The challenge for hospitals, Gift said, is not just whether they have the technology necessary to compile and report the data, but “whether they can get the data at a granular enough level so that they can do something to improve performance.”

Gift said the metrics are “based partly on how we’re currently doing and in the future and how much we have improved.” And while the concept of quality comparisons has been questioned by some in the physician community for not being “apples to apples” in scope, Gift said the comparisons can be made with the right distinctions.

“Instead of being ‘apples to apples,’ it is more like ‘Jonathans to Granny Smiths,’” he said.

Proactive approach

“With the advent of meaningful use and EHR adoption, it crystallizes the IT effort because there are dollars attached,” he said. “With meaningful use, hospitals see issues related to decision support and don’t know how to go about doing it. These things are typically not in their sweet spot.”

Quality measurement should be part of the daily workflow, and clinicians need to understand how to work with the data they capture, Schulte said. Generating and reporting results is part of a new “proactive” approach to healthcare, he said, which shifts 180 degrees away from the traditional “reactive” method.

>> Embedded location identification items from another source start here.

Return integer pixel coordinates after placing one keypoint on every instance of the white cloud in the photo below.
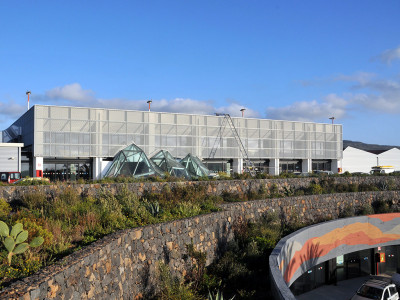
(234, 110)
(381, 95)
(332, 105)
(72, 92)
(390, 55)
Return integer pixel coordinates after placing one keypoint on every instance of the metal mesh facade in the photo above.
(91, 132)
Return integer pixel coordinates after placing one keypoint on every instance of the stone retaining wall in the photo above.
(123, 265)
(11, 192)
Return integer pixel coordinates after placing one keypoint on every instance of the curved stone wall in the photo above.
(217, 187)
(310, 246)
(123, 265)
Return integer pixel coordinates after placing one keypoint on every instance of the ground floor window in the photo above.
(67, 170)
(321, 165)
(289, 166)
(348, 266)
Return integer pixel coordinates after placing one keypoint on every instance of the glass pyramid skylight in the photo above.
(132, 161)
(167, 163)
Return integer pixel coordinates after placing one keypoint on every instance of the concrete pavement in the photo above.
(344, 290)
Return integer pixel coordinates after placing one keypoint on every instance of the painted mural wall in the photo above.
(315, 244)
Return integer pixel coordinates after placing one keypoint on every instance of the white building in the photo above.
(69, 142)
(10, 157)
(356, 160)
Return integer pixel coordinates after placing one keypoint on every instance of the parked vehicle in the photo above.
(9, 177)
(382, 170)
(376, 289)
(29, 180)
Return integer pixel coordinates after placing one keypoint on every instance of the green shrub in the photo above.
(173, 288)
(366, 209)
(381, 206)
(315, 189)
(5, 209)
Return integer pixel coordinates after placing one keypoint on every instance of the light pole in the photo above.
(149, 102)
(28, 93)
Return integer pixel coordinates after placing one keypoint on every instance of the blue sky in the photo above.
(293, 60)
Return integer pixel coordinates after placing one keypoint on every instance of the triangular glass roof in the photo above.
(194, 166)
(132, 161)
(167, 163)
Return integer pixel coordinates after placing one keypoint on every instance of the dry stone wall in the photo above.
(11, 192)
(124, 264)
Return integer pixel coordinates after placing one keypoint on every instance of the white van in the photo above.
(382, 170)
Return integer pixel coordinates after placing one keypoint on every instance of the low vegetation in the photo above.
(68, 221)
(242, 271)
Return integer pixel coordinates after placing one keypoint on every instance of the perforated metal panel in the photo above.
(93, 132)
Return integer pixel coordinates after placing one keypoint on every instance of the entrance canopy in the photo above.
(132, 161)
(194, 166)
(165, 161)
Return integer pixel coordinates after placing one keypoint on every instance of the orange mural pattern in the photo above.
(352, 234)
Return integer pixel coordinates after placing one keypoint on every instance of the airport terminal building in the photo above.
(66, 143)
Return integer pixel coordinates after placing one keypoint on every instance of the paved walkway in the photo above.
(343, 290)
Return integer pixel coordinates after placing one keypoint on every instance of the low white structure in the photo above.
(10, 157)
(356, 160)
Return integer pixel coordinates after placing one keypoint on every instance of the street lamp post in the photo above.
(149, 102)
(28, 93)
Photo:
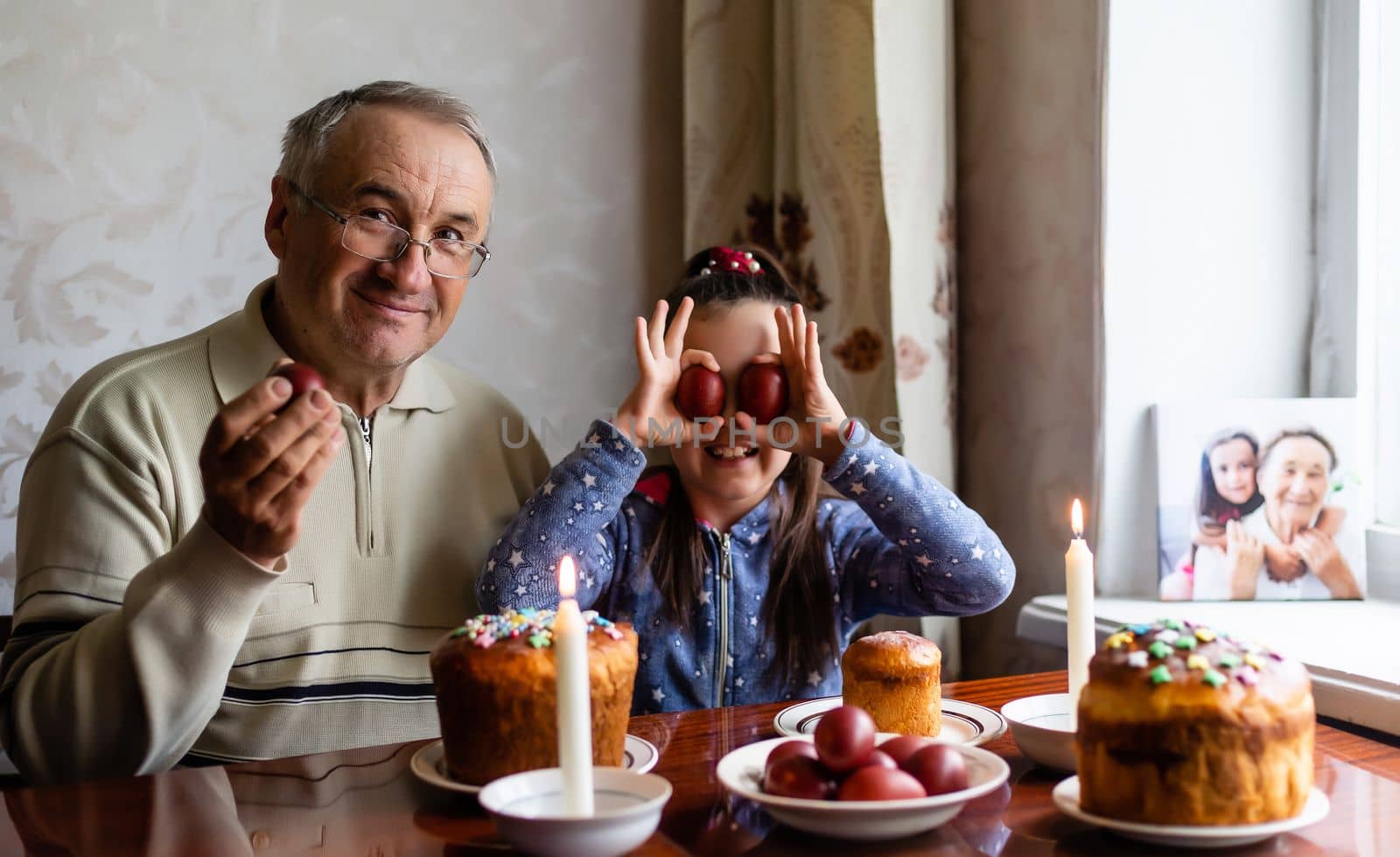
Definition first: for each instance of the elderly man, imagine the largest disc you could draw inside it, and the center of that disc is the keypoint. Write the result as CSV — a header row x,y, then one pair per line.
x,y
207,570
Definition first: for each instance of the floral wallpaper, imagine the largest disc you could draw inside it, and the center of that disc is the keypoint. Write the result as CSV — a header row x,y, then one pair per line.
x,y
139,140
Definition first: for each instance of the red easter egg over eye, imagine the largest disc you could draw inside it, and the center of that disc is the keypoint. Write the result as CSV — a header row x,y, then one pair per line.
x,y
798,776
903,747
875,783
303,378
844,738
763,392
700,394
938,769
788,749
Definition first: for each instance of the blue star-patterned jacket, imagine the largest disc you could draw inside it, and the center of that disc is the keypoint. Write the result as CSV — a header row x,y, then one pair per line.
x,y
902,545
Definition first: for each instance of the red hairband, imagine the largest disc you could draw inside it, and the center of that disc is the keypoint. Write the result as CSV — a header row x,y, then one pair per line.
x,y
727,258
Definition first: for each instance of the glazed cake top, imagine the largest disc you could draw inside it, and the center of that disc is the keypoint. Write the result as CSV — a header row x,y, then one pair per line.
x,y
1176,653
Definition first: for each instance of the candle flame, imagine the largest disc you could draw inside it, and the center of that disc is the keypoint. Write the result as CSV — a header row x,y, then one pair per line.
x,y
566,577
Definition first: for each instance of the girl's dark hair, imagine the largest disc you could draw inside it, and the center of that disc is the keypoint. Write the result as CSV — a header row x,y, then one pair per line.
x,y
797,609
1210,504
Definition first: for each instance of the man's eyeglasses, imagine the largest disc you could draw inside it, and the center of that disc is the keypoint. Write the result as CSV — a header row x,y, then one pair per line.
x,y
382,241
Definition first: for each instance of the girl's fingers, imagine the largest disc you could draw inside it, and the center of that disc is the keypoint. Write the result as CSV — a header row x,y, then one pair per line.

“Historically the medical model has been to understand the problem, diagnose and treat,” he said. “Quality measurement involves thinking about patients, their conditions and what evidence-based medicine says is addressing them. Proactive medicine means addressing issues before they become something more significant. Using quality measures and reporting is a fundamental change in the way medicine is practiced so that you can understand issues for the entire practice. Medicine will never be optimized until you have that holistic view of what their patients need.”

Patient outreach

Prevea’s recently completed study shows that an automated patient identification and outreach program “can be an effective means to supplement existing practice patterns to ensure that patients with chronic conditions in need of care receive the necessary treatment,” Rai said.

The health system found that patients who received automated telephone messages were more likely to have both a chronic care office visit and an appropriate test than patients who were not contacted. Compared to a control group of non-contacted patients, about three times as many diabetic patients who were successfully contacted had both a chronic care visit and an HbA1c test within six months of the date when they were classified as noncompliant with recommended care. Also in comparison to the control group, about twice as many patients with hypertension who were successfully contacted had both a chronic care visit and a systolic blood pressure reading within six months of their non-adherence date.

Bottom line: Better medicine

Adopting the Health Quality Measures reporting module from Horsham, Pa.-based NextGen in 2009, Hunterdon can now track more than 20  PQRI quality measures, with more added each year. In use by 22 practices and 12 providers, the reports offer an overall pass-fail rating for the Hunterdon enterprise and practice. To date, the organization has generated reports for 36,000 patients and 107,000 patient measure combinations recommended by CMS.

Murry sums up Hunterdon’s progress this way: “The whole reason for the pain of going to electronic records is so you can turn around and use the information to take better care of people. So where are we? We are taking better care of people with electronic records than we could on paper, but we’re not at the point where we are using it at its fullest – very few people are. We still have a lot of work to do.”

Murry said he can’t wait for the capability to feed information into a dashboard so that whenever a patient’s chart is opened, the clinician gets an instant report card on the patient’s status.

“What we’d like in terms of technology is to organize all the information to take care of the patient and present it to the clinician who needs it at that moment,” he said. “Electronic records can do so many things and as they become more entrenched and hold more data, it becomes more difficult to find what you need. We must find a clearer view.”